Is
one of Enver Hoxha’s infamous Albanian bunkers your idea of a happy zone or a
safe space? Then let Jim Finn whisk you away Calgon-style with his self-help
program for Reds weary in their nonexistent souls. However, only Trotskyites
need apply for Past Leftist Life Regression Therapy in Finn’s short
experimental essay film Chums from Across
the Void, which screens all day Friday as part of Projections Program A at
the 53rd New York Film Festival.
It
is time to get in touch with your past Bolshevik lives, with the help of
stylized stroboscopic cinematography and suitably distressed-looking archival
imagery. Perhaps you were Maria Spiridonova or “Little” Karl Radek. In any
event, you came to a bad end, but that is to be expected. By now, we all know
Revolution devours it children.
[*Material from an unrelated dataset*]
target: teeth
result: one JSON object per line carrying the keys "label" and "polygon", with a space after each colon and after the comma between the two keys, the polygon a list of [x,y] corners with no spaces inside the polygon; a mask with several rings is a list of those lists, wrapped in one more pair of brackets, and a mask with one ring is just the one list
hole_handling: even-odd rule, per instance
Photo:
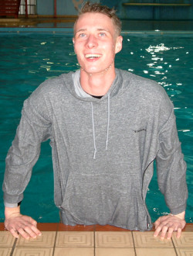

So let the soothing Socialist visuals wash over
you and try to make something of it all.
Finn
digs his Commie iconography, but in past films like The Juche Idea it has been hard to determine whether this is
hipster kitsch or slyly subversive irony. However, Chums rather seems to lean towards the latter, given the painful
fate some of our Bolshevik spirit guides met at Stalin’s hand. The Albanian
bunker motif is also a possible “tell,” considering how wasteful and absurd the
“bunkerization” campaign was for the isolated Marxist state.